Blog

Model Guide5 min read

Kling v3 Pro: multi_prompt, elements, Native Audio

Kling v3 Pro is the only model on fal.ai with first-class multi-shot scripting (multi_prompt) and character consistency bindings (elements).


What Kling v3 Pro is

Kling v3 Pro is Kuaishou's flagship video model. On fal.ai: fal-ai/kling-video/v3/pro/text-to-video and fal-ai/kling-video/v3/pro/image-to-video. It's the only model on the platform with native multi-shot scripting via multi_prompt and character/object consistency via elements bindings. That combination makes it the strongest single-call option for actual scene production rather than isolated clip generation.

What it does well

multi_prompt takes an array of {prompt, duration} objects and generates a multi-shot video in one API call. Each shot gets its own prompt text, and you can reference pinned characters across shots using @Element1, @Element2 syntax. Total duration caps at 15 seconds across all shots, with a 3-second minimum per shot.

Kling multi_prompt three-shot sequence diagram
Kling multi_prompt three-shot sequence diagram

elements (I2V only) locks a character or object into the generation. Each element is either a frontal_image_url plus up to 3 reference_image_urls for different angles, or a video_url from which the model extracts subject appearance. This is the cleanest solution to the identity-drift problem across shots.

Native audio is on by default and supports Chinese and English voice with lip sync. Other languages get auto-translated. cfg_scale (0-1, default 0.5) lets you tune prompt adherence numerically - higher values follow the prompt more literally. negative_prompt defaults to a reasonable "blur, distort, and low quality" baseline.

Image-to-video also supports start_image_url (required) and end_image_url (optional) for frame anchoring.

Kling elements character reference system
Kling elements character reference system

What it can't do

Resolution isn't user-configurable in the schema. Aspect ratios are 16:9, 9:16, 1:1 only on text-to-video. Duration is a string enum 3 through 15 (integer range), and the total also caps at 15 when using multi_prompt. You use prompt OR multi_prompt, not both.

Parameters that matter

ParameterTypeDefaultOptions
`prompt`string-mutually exclusive with `multi_prompt`
`multi_prompt`array-`[{prompt, duration}]`, up to 15s total
`duration`string`5``3`-`15`
`aspect_ratio`string`16:9``16:9`, `9:16`, `1:1` (T2V)
`cfg_scale`number0.50-1
`generate_audio`boolean`true`Chinese/English voice
`negative_prompt`string`blur, distort, and low quality`-
`shot_type`string`customize``customize`, `intelligent`
`elements`array-I2V only
`start_image_url`string-I2V required
`end_image_url`string-I2V optional

Pricing

$0.14 per second of output. 5-second clip: $0.70. 15-second maximum: $2.10. For multi_prompt sequences, you pay for the total duration across all shots, not per shot. A 15-second video with three 5-second shots costs the same as a single 15-second clip.

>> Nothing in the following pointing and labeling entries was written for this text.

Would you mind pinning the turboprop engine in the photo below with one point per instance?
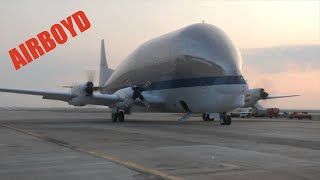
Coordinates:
(130, 95)
(82, 93)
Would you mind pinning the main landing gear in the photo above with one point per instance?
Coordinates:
(119, 115)
(206, 117)
(225, 119)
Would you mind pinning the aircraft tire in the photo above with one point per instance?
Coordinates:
(121, 116)
(205, 117)
(114, 117)
(223, 120)
(228, 120)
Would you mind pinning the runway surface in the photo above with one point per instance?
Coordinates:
(70, 145)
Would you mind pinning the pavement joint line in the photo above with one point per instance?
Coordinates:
(128, 164)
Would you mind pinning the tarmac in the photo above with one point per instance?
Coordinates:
(87, 145)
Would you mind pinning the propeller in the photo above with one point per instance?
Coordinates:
(263, 94)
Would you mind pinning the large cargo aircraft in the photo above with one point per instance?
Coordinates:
(195, 69)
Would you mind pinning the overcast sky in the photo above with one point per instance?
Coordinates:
(279, 40)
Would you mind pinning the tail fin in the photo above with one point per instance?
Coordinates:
(105, 72)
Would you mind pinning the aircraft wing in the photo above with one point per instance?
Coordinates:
(96, 98)
(56, 95)
(275, 97)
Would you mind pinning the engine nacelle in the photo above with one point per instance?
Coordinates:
(80, 101)
(254, 95)
(125, 94)
(85, 89)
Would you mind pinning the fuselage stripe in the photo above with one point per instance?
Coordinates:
(193, 82)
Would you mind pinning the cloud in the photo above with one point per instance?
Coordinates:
(278, 59)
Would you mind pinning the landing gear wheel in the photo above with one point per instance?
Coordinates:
(223, 120)
(228, 120)
(121, 116)
(205, 117)
(114, 117)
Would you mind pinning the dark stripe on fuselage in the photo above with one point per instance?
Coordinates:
(193, 82)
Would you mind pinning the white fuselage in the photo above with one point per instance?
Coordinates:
(198, 65)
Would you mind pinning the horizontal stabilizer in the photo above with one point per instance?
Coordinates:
(275, 97)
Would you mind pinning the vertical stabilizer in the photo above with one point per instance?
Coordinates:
(105, 72)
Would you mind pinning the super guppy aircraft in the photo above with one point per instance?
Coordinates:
(195, 69)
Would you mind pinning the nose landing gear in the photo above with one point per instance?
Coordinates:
(118, 115)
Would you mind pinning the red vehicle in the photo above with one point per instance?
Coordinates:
(300, 115)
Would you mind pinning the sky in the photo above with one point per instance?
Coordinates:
(279, 42)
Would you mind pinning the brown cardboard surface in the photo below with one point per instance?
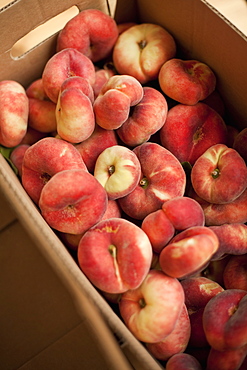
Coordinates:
(41, 327)
(36, 266)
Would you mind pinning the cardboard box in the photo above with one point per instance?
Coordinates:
(51, 316)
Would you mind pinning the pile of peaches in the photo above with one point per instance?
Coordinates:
(127, 152)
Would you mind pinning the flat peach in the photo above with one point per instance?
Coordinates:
(219, 175)
(190, 130)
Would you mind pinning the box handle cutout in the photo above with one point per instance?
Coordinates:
(42, 32)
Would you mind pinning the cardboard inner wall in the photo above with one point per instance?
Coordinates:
(203, 33)
(200, 33)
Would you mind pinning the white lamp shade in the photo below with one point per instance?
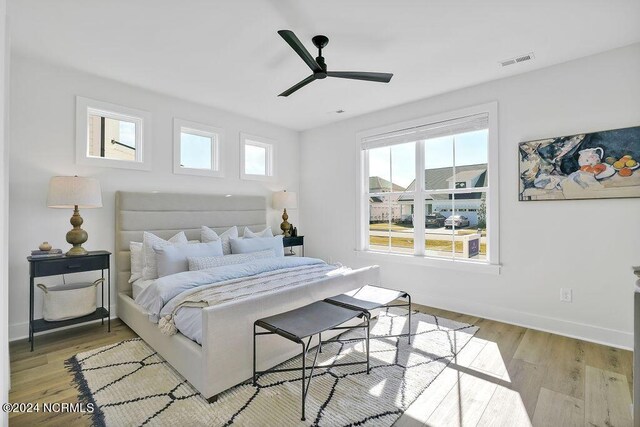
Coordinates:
(285, 199)
(69, 191)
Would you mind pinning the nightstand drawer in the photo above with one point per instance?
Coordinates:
(68, 265)
(292, 241)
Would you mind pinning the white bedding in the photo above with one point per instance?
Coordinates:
(158, 297)
(139, 285)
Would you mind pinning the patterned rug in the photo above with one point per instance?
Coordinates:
(132, 385)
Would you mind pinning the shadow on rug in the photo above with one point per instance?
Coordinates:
(130, 384)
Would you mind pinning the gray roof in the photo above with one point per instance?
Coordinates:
(381, 185)
(439, 178)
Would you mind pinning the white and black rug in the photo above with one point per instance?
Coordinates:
(131, 385)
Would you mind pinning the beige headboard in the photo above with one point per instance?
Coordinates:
(165, 214)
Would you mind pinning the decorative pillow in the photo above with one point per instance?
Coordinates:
(208, 235)
(172, 259)
(149, 241)
(264, 233)
(136, 261)
(245, 246)
(200, 263)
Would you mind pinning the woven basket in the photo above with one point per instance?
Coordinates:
(69, 301)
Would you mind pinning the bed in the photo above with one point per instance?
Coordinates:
(224, 358)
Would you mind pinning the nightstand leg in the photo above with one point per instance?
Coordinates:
(109, 299)
(102, 293)
(31, 312)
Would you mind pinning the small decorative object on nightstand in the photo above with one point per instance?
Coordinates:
(283, 200)
(75, 192)
(290, 242)
(63, 264)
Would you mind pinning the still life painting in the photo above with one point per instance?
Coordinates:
(593, 165)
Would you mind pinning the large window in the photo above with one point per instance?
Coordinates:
(427, 188)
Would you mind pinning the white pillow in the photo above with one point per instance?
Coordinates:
(264, 233)
(246, 246)
(136, 261)
(149, 241)
(208, 235)
(172, 259)
(200, 263)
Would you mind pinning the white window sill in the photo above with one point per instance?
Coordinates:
(459, 265)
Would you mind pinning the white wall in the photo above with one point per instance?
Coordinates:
(42, 145)
(586, 245)
(4, 213)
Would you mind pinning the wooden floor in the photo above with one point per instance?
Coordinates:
(505, 376)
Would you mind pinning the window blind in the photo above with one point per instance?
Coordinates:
(428, 131)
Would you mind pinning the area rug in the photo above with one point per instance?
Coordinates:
(131, 385)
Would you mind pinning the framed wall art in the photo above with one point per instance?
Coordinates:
(595, 165)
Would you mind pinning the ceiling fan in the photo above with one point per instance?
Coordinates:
(319, 67)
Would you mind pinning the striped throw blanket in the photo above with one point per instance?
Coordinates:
(235, 289)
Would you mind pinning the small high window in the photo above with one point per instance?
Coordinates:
(196, 149)
(111, 135)
(256, 157)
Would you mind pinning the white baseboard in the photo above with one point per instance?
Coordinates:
(20, 331)
(582, 331)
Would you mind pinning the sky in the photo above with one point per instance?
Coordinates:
(127, 133)
(397, 163)
(195, 151)
(254, 160)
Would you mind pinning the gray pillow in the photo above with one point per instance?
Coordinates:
(200, 263)
(172, 259)
(246, 246)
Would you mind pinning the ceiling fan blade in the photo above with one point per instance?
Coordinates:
(298, 86)
(297, 45)
(361, 75)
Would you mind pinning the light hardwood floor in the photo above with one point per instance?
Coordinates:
(505, 376)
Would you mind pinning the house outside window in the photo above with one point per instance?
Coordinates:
(442, 169)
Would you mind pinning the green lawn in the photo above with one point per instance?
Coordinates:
(433, 245)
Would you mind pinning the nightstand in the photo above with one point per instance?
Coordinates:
(290, 242)
(42, 267)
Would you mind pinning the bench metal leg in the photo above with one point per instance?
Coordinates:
(409, 334)
(254, 354)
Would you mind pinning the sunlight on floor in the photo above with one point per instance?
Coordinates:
(475, 389)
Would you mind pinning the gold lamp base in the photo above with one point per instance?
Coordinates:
(285, 226)
(77, 236)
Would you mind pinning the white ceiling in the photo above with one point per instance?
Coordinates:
(227, 54)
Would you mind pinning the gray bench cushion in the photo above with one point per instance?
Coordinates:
(307, 320)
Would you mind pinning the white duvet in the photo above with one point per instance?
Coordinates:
(164, 294)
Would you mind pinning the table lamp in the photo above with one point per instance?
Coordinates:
(75, 192)
(283, 200)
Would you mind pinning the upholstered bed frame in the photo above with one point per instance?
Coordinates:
(225, 357)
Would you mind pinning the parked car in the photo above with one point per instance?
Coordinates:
(434, 220)
(459, 221)
(406, 219)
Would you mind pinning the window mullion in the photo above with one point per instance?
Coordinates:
(418, 203)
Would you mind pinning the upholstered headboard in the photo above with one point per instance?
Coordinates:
(165, 214)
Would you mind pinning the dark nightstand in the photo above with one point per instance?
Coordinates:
(41, 267)
(290, 242)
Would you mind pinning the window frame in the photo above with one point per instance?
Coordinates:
(492, 262)
(270, 152)
(86, 107)
(217, 137)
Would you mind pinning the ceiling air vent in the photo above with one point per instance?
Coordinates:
(522, 58)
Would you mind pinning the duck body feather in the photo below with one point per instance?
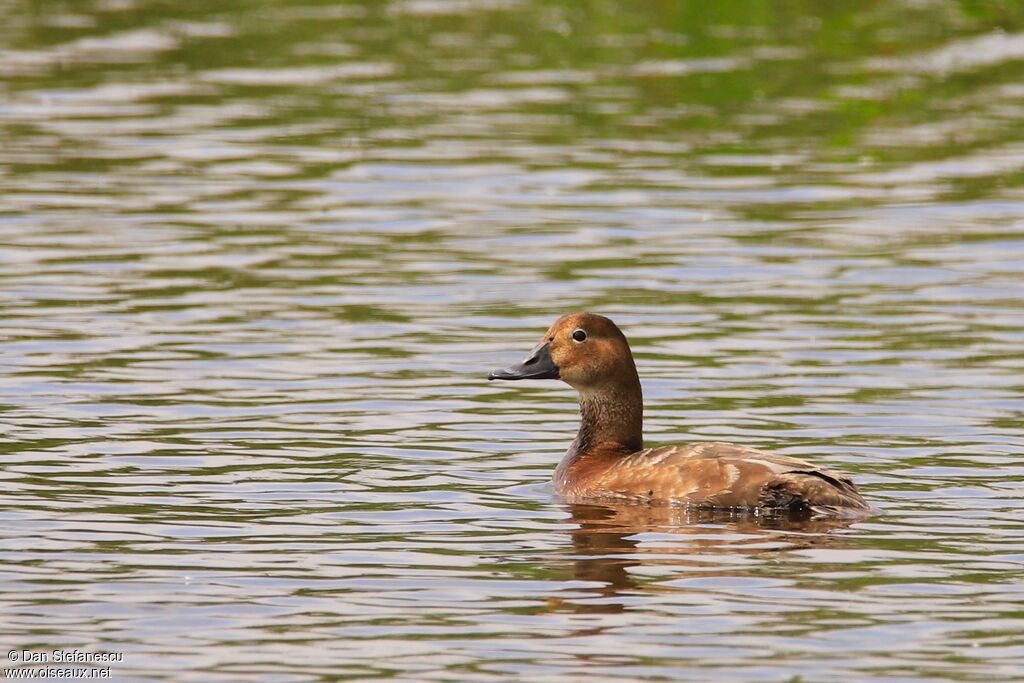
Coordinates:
(709, 474)
(607, 460)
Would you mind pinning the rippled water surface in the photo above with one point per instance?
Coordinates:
(257, 258)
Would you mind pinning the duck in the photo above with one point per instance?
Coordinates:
(607, 460)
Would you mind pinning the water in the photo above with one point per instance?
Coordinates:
(257, 258)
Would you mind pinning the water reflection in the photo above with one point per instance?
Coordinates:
(609, 541)
(255, 256)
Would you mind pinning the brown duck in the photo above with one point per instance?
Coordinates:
(607, 460)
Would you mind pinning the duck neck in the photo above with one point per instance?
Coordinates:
(610, 419)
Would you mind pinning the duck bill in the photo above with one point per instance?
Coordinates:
(538, 367)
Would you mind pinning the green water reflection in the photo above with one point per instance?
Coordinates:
(256, 259)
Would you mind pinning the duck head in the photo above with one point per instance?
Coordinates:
(585, 350)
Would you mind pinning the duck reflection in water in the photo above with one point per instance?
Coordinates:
(607, 543)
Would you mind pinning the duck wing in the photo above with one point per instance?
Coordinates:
(718, 474)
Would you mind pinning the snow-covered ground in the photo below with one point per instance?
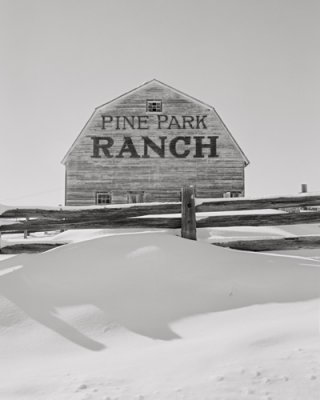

Kling v3 Pro pricing ladder
Kling v3 Pro pricing ladder

Working example

TYPESCRIPT
1import { fal } from "@fal-ai/client";
2
3const result = await fal.subscribe("fal-ai/kling-video/v3/pro/text-to-video", {
4 input: {
5 multi_prompt: [
6 { prompt: "Wide shot of a rain-soaked Tokyo street at night, neon reflections in puddles", duration: 4 },
7 { prompt: "Medium shot of a courier stepping off a bus, collar raised, rain dripping from hat", duration: 5 },
8 { prompt: "Close-up of the courier's face, determined expression, neon on his cheek", duration: 4 },
9 ],
10 aspect_ratio: "16:9",
11 cfg_scale: 0.6,
12 generate_audio: true,
13 negative_prompt: "blur, distort, low quality",
14 },
15});
16
17console.log(result.data.video.url);

When to pick Kling v3 Pro

Pick it when you need multi-shot narrative structure in one call, or when character consistency across shots is non-negotiable (use elements on the I2V endpoint). Pick it for projects where native bilingual audio matters. Skip it when 4K is required (use LTX 2.3 or Veo 3.1). Skip it for high-volume draft iteration where $0.14/sec adds up - Pixverse at $0.03-$0.12/sec (tiered) or Veo Lite at $0.05/sec are cheaper for throwaway renders. For one-shot scene production, Kling v3 Pro is the most capable single-call option here.